Tuvalu Rejects Chinese Offer to Build Artificial Islands, Declares Support for Taiwan

A small island off the north end on the mainland on August 15, 2018 in Funafuti, Tuvalu. A
Fiona Goodall/Getty Images for Lumix

The South Pacific nation of Tuvalu on Thursday rejected a $400 million plan to build artificial islands in the area proposed by companies linked to the Chinese government.

Tuvalu’s Foreign Minister Simon Kofe expressed Tuvalu’s continuing support for Taiwan, which Beijing has been attempting to isolate, and said his nation would work with its regional partners to “counter the influence from mainland China.”

“Tuvalu and Taiwan diplomatic ties are the strongest they’ve ever been,” Kofe said from Taipei, the capital of Taiwan, on Thursday.

Tuvalu, Palau, Nauru, and the Marshall Islands are Taiwan’s remaining South Pacific allies after Beijing’s determined campaign of isolation managed to lure away Kiribati and the Solomon Islands over the past two months.

The Chinese approached Tuvalu with a plan to build artificial islands to help the tiny nation (total population about 12,000) cope with rising sea levels. 

“It’s a no from us,” Kofe said of Tuvalu’s response to the Chinese offer. “We are hearing a lot of information about debt, China buying our islands and looking at setting up military bases in our part of the world.
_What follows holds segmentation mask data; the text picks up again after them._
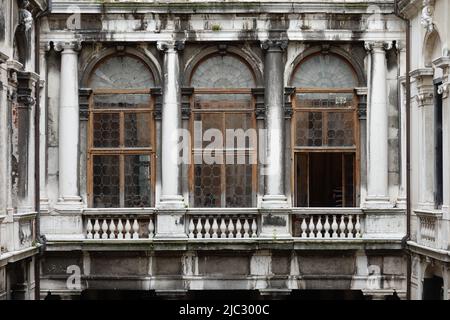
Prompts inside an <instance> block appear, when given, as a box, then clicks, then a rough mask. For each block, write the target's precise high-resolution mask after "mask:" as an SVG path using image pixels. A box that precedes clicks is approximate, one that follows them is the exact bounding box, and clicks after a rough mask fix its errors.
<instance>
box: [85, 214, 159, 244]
mask: <svg viewBox="0 0 450 320" xmlns="http://www.w3.org/2000/svg"><path fill="white" fill-rule="evenodd" d="M84 223H85V236H86V239H103V240H106V239H112V240H131V239H152V238H153V237H154V235H155V221H154V217H153V215H150V216H149V215H136V214H132V215H127V214H97V215H86V216H85V217H84Z"/></svg>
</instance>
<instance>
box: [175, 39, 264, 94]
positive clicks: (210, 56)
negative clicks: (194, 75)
mask: <svg viewBox="0 0 450 320" xmlns="http://www.w3.org/2000/svg"><path fill="white" fill-rule="evenodd" d="M220 56H221V57H229V58H225V60H228V59H237V61H239V64H244V65H245V66H246V68H248V69H249V70H251V72H252V74H253V79H254V85H255V87H260V86H263V85H264V78H263V75H262V63H261V61H260V59H259V58H258V57H256V56H255V55H254V54H253V53H250V52H247V51H244V50H241V49H239V48H236V47H234V46H227V47H226V48H224V49H221V48H219V47H218V46H210V47H207V48H203V49H202V50H201V51H200V52H199V53H198V54H196V55H194V56H193V57H192V59H190V60H189V61H188V62H187V64H186V67H185V70H184V78H183V85H184V86H191V80H192V78H193V76H194V73H195V72H196V69H197V67H199V66H201V65H202V63H204V62H205V61H206V60H208V59H211V58H213V57H220Z"/></svg>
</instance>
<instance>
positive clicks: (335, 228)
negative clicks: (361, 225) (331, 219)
mask: <svg viewBox="0 0 450 320" xmlns="http://www.w3.org/2000/svg"><path fill="white" fill-rule="evenodd" d="M331 229H332V230H333V234H332V235H331V236H332V237H333V238H337V229H338V224H337V222H336V216H333V223H332V224H331Z"/></svg>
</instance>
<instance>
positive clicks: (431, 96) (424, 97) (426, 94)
mask: <svg viewBox="0 0 450 320" xmlns="http://www.w3.org/2000/svg"><path fill="white" fill-rule="evenodd" d="M433 75H434V71H433V68H422V69H416V70H413V71H411V72H410V76H411V77H412V78H414V79H415V80H416V87H417V95H416V100H417V103H418V104H419V107H423V106H425V105H432V104H433V99H434V85H433Z"/></svg>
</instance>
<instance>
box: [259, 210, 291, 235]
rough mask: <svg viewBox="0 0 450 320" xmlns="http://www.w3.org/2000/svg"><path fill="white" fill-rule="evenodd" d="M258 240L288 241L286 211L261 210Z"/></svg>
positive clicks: (283, 210) (289, 231)
mask: <svg viewBox="0 0 450 320" xmlns="http://www.w3.org/2000/svg"><path fill="white" fill-rule="evenodd" d="M260 213H261V232H260V234H259V237H260V238H269V239H290V238H292V235H291V232H290V230H289V212H287V210H283V209H282V210H274V209H272V210H271V209H268V210H265V209H261V210H260Z"/></svg>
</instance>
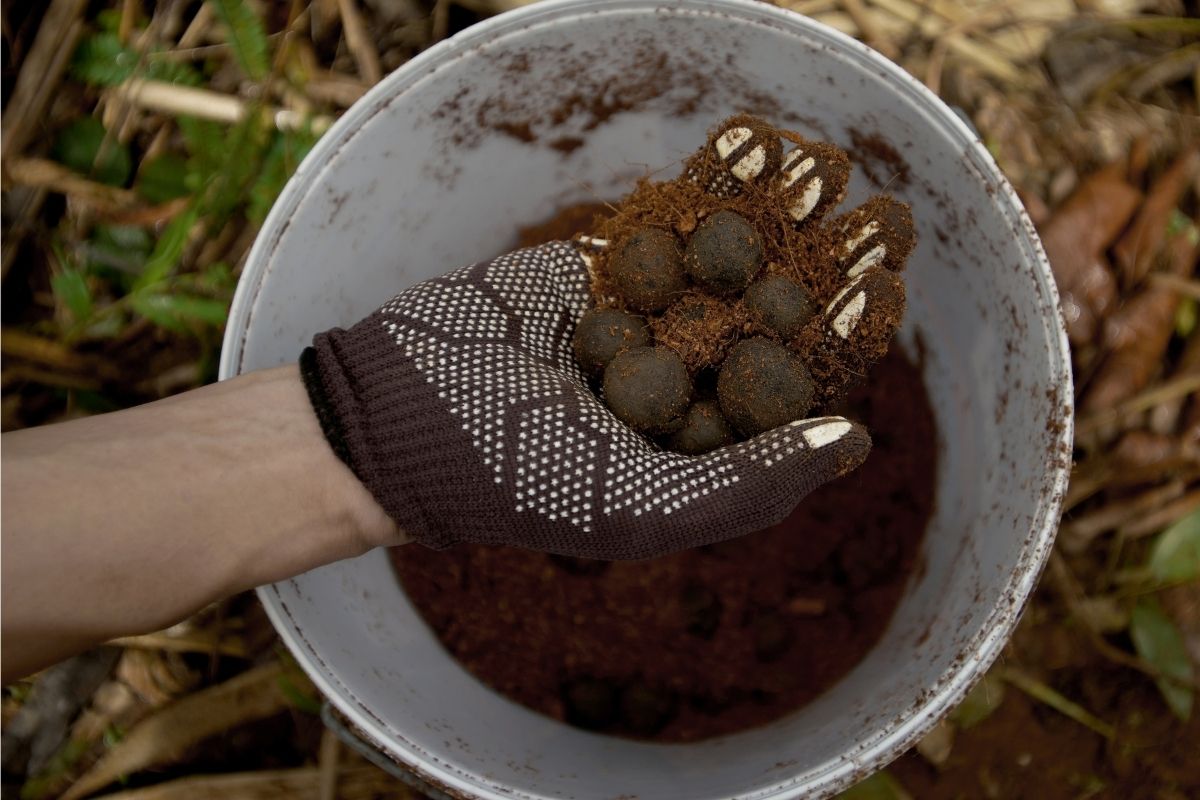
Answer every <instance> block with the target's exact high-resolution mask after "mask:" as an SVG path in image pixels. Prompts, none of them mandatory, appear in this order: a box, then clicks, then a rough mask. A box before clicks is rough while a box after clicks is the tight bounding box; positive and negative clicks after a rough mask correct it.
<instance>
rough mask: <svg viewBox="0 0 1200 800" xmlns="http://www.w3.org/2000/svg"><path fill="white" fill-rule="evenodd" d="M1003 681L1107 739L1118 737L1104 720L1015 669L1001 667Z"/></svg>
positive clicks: (1074, 702)
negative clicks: (1013, 686) (1114, 736)
mask: <svg viewBox="0 0 1200 800" xmlns="http://www.w3.org/2000/svg"><path fill="white" fill-rule="evenodd" d="M996 672H997V673H998V675H1000V678H1002V679H1003V680H1007V681H1008V682H1009V684H1012V685H1013V686H1015V687H1016V688H1019V690H1021V691H1022V692H1025V693H1026V694H1028V696H1030V697H1032V698H1033V699H1036V700H1038V702H1039V703H1045V704H1046V705H1049V706H1050V708H1052V709H1054V710H1055V711H1058V712H1060V714H1063V715H1066V716H1068V717H1070V718H1072V720H1074V721H1075V722H1078V723H1079V724H1081V726H1084V727H1085V728H1088V729H1091V730H1094V732H1096V733H1098V734H1099V735H1102V736H1104V738H1105V739H1112V738H1114V736H1116V730H1115V729H1114V728H1112V726H1110V724H1109V723H1108V722H1105V721H1104V720H1102V718H1099V717H1098V716H1096V715H1094V714H1092V712H1091V711H1088V710H1087V709H1085V708H1084V706H1082V705H1080V704H1078V703H1075V702H1074V700H1069V699H1067V698H1066V697H1063V696H1062V694H1060V693H1058V692H1056V691H1055V690H1052V688H1050V687H1049V686H1046V685H1045V684H1043V682H1042V681H1039V680H1037V679H1034V678H1033V676H1031V675H1027V674H1026V673H1025V672H1022V670H1020V669H1018V668H1015V667H1000V668H998V669H997V670H996Z"/></svg>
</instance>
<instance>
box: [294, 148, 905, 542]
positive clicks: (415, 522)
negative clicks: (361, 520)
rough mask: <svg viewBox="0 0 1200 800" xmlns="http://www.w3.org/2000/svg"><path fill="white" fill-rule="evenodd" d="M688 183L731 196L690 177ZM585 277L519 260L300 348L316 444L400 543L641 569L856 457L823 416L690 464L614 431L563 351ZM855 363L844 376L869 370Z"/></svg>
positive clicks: (685, 461) (735, 531)
mask: <svg viewBox="0 0 1200 800" xmlns="http://www.w3.org/2000/svg"><path fill="white" fill-rule="evenodd" d="M713 142H714V140H713V139H712V138H710V140H709V143H708V145H706V146H708V148H712V146H713ZM722 155H724V154H722ZM697 163H700V162H698V161H696V160H695V158H694V161H692V166H694V167H695V166H696V164H697ZM788 163H794V160H791V161H785V164H784V166H785V168H786V167H787V166H788ZM694 173H695V174H694ZM688 174H689V175H691V176H692V179H694V180H696V181H697V182H701V185H702V186H706V187H707V186H708V185H712V187H713V188H710V190H709V191H722V192H727V191H730V186H728V182H727V181H726V182H720V181H713V180H712V179H710V178H709V176H706V175H704V174H703V170H698V169H691V170H690V172H689V173H688ZM844 180H845V179H844V178H842V181H844ZM839 199H840V198H839ZM826 205H827V207H828V206H829V205H830V204H826ZM811 210H812V205H811V204H809V207H808V210H806V211H805V215H806V213H809V212H810V211H811ZM588 264H589V257H588V253H587V251H586V247H583V246H582V245H580V243H576V242H551V243H547V245H542V246H539V247H532V248H527V249H518V251H515V252H512V253H508V254H505V255H502V257H499V258H496V259H493V260H490V261H484V263H480V264H476V265H473V266H468V267H464V269H460V270H456V271H454V272H450V273H449V275H445V276H443V277H439V278H434V279H432V281H426V282H424V283H420V284H418V285H415V287H412V288H409V289H407V290H406V291H403V293H401V294H400V295H397V296H396V297H394V299H391V300H389V301H388V302H386V303H385V305H384V306H383V307H382V308H379V309H378V311H376V312H374V313H372V314H371V315H370V317H367V318H366V319H364V320H362V321H360V323H359V324H356V325H354V326H353V327H350V329H349V330H342V329H334V330H331V331H328V332H325V333H322V335H319V336H317V337H316V338H314V341H313V347H311V348H308V349H306V350H305V353H304V355H302V356H301V361H300V365H301V373H302V375H304V378H305V384H306V385H307V387H308V392H310V397H311V399H312V403H313V407H314V409H316V411H317V415H318V417H319V420H320V423H322V427H323V429H324V432H325V434H326V438H328V439H329V441H330V443H331V445H332V446H334V449H335V451H336V452H337V453H338V456H340V457H341V458H342V459H343V461H344V462H346V463H347V464H348V465H349V467H350V469H352V470H353V471H354V474H355V475H358V477H359V479H360V480H361V481H362V482H364V483H365V485H366V487H367V488H368V489H370V491H371V493H372V494H373V497H374V498H376V499H377V500H378V501H379V504H380V505H382V506H383V509H384V510H385V511H386V512H388V513H389V515H390V516H391V517H392V518H394V519H395V521H396V523H397V524H398V525H400V528H401V529H402V530H403V531H404V533H407V534H408V535H409V536H410V537H412V539H414V540H415V541H418V542H420V543H422V545H426V546H430V547H434V548H444V547H449V546H451V545H455V543H458V542H474V543H487V545H508V546H516V547H524V548H530V549H538V551H545V552H548V553H558V554H564V555H572V557H578V558H593V559H608V560H618V559H641V558H649V557H654V555H660V554H665V553H670V552H673V551H678V549H684V548H690V547H698V546H702V545H708V543H712V542H716V541H721V540H726V539H732V537H736V536H740V535H744V534H749V533H752V531H756V530H761V529H763V528H767V527H769V525H772V524H775V523H778V522H780V521H781V519H784V517H786V516H787V515H788V513H790V512H791V511H792V509H794V507H796V505H797V504H798V503H799V501H800V500H802V499H803V498H804V497H805V495H806V494H809V493H810V492H812V491H814V489H816V488H817V487H820V486H821V485H823V483H826V482H827V481H830V480H833V479H835V477H839V476H841V475H845V474H846V473H848V471H851V470H853V469H854V468H857V467H858V465H859V464H862V462H863V461H864V459H865V457H866V455H868V452H869V450H870V438H869V437H868V434H866V432H865V431H864V429H863V428H862V427H860V426H858V425H856V423H853V422H851V421H848V420H846V419H844V417H840V416H824V417H815V419H805V420H800V421H796V422H791V423H788V425H785V426H781V427H779V428H775V429H772V431H768V432H767V433H763V434H760V435H757V437H755V438H752V439H749V440H746V441H743V443H739V444H733V445H728V446H725V447H721V449H719V450H715V451H712V452H709V453H706V455H703V456H684V455H678V453H673V452H666V451H662V450H660V449H659V447H658V446H655V445H654V444H653V443H650V441H649V440H647V439H644V438H643V437H641V435H638V434H636V433H634V432H632V431H630V429H629V428H628V427H625V426H624V425H623V423H622V422H619V421H618V420H617V419H616V417H614V416H613V415H612V413H611V411H610V410H608V409H607V408H606V407H605V405H604V403H602V402H600V399H598V398H596V396H595V395H594V393H593V391H592V390H590V389H589V387H588V384H587V380H586V378H584V375H583V374H582V372H581V369H580V367H578V366H577V365H576V362H575V357H574V354H572V348H571V335H572V331H574V329H575V324H576V323H577V320H578V319H580V317H581V315H582V313H583V312H584V309H586V308H587V306H588V300H589V289H588V288H589V272H588ZM853 264H854V263H851V264H850V266H851V267H852V266H853ZM878 269H882V267H875V269H872V270H869V271H868V272H864V273H862V275H859V273H854V275H852V276H851V277H850V278H848V284H847V289H848V288H851V287H859V288H860V290H859V291H857V293H856V291H848V290H845V291H841V293H840V294H839V296H838V297H835V299H834V300H833V301H832V302H830V303H829V305H828V307H827V308H826V309H824V312H823V315H822V319H823V320H824V323H823V325H824V327H826V329H827V330H828V331H829V337H830V341H833V342H836V343H840V345H841V348H840V350H839V351H845V350H846V348H848V347H851V345H853V344H854V338H853V336H852V332H853V327H854V324H856V321H857V320H858V319H859V318H862V317H869V315H870V313H869V312H870V307H871V305H872V303H874V302H875V296H874V294H872V291H874V289H871V287H872V285H875V283H877V282H872V281H874V278H872V276H875V273H876V271H877V270H878ZM860 272H862V270H860ZM864 277H865V278H868V279H864ZM884 284H886V285H888V287H890V285H892V284H890V283H887V282H884ZM864 290H865V295H864V296H863V297H859V295H863V293H864ZM901 293H902V285H901ZM889 301H890V302H892V303H893V306H894V303H895V297H890V299H889ZM864 302H865V305H866V311H865V312H864ZM900 303H901V306H902V294H901V299H900ZM847 305H851V306H853V307H854V313H852V314H850V315H848V317H847V313H846V311H845V309H846V307H847ZM854 314H857V317H856V315H854ZM835 320H836V321H835ZM896 323H899V320H896ZM889 337H890V333H889ZM850 355H854V354H853V353H851V354H850ZM869 355H870V357H863V359H859V360H858V361H856V362H854V363H856V366H857V367H859V368H860V367H862V366H863V363H865V362H870V361H874V359H875V357H877V355H876V354H869Z"/></svg>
Those are things that are concerning to us.”

“We hope those are lessons for other countries to be careful and be conscious of the negative impacts,” he added. “It’s not good for our Pacific fellow brothers and sisters.”

Kofe was in Taipei to visit with Taiwanese President Tsai Ing-wen, who congratulated Kofe’s government on their recent democratic elections, thanked them for supporting Taiwan, and discussed common interests between the two countries. 

There had been some apprehension that the new Tuvalu government under Prime Minister Kausea Natano might switch allegiance to China after the September elections. Natano won a surprising parliamentary victory over the pro-Taiwanese incumbent prime minister, Enele Sopoaga.

Taiwan announced last week that it will build a new digital center in Tuvalu and help improve its Internet infrastructure. Tuvalu derives a great deal of its national revenue from selling two things: fishing licenses and Internet domains, which are in great demand among media companies worldwide because the country code for all domains sold by Tuvalu is “.tv.”